Why Every Brand Wants to Be a Cult (But Most Just Start a Book Club)

By Mad Team on November 13, 2025

For years, brands have quietly fantasised about being cults. Not in a kool-aid, vanish-into-the-desert kind of way, but in that rare, aching desire to become indispensable. The kind of loyalty that prompts tattoos, handmade zines, and unsolicited fan fiction. Apple has it. Supreme weaponised it. And Red Bull faked it so well, they sent a man to space.

But here’s the truth: most brands end up with something soft and intellectually flattering instead. They start content hubs. They host community panels. They float ideas like “Our customers are co-creators.” This isn't cult energy.
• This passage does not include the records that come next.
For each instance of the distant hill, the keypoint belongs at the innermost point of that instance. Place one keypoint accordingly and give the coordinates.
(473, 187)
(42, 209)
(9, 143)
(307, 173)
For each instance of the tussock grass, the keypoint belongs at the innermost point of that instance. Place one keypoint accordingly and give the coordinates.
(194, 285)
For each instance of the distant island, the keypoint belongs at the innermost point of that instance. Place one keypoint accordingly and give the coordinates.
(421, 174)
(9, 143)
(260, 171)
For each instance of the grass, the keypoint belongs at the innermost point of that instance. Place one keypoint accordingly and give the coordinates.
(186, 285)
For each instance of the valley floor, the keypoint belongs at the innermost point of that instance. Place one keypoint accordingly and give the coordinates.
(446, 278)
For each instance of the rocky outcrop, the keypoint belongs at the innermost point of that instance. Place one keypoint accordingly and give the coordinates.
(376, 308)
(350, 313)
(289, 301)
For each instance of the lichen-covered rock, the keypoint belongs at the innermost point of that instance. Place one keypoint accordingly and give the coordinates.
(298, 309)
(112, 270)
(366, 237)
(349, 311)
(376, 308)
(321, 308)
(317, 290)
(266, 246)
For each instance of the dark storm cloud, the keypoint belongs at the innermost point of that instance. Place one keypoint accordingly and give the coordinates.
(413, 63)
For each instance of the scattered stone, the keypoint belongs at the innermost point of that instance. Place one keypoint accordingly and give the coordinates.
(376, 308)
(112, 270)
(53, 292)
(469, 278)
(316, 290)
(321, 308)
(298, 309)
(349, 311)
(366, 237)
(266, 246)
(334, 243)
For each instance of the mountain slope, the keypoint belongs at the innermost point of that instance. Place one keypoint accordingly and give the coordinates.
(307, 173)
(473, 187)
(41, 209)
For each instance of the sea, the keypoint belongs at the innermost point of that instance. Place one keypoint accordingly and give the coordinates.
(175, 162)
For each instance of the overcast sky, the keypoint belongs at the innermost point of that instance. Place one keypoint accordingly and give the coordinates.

This is an earnest book club. Which is fine, if you're recommending Margaret Atwood. Less impressive if you're selling shoes.

The trick, oddly, sits in the friction. Cults aren’t polite. They require initiation, in-jokes, even a code of dress and language. Most brands are so terrified of alienating anyone that they become nothing to everyone. The ones who win lean in to the weird. They don’t follow trends—they become the setting for them. Think Glossier before the investors got sweaty. Think Liquid Death, whose entire strategy rests on selling water with the energy of a metal band.

So next time a brand says it wants a community, ask what they’re willing to give up for it. Are they brave enough to be misunderstood? To repel the wrong audience? Or are they just handing out bookmarks and hoping someone notices?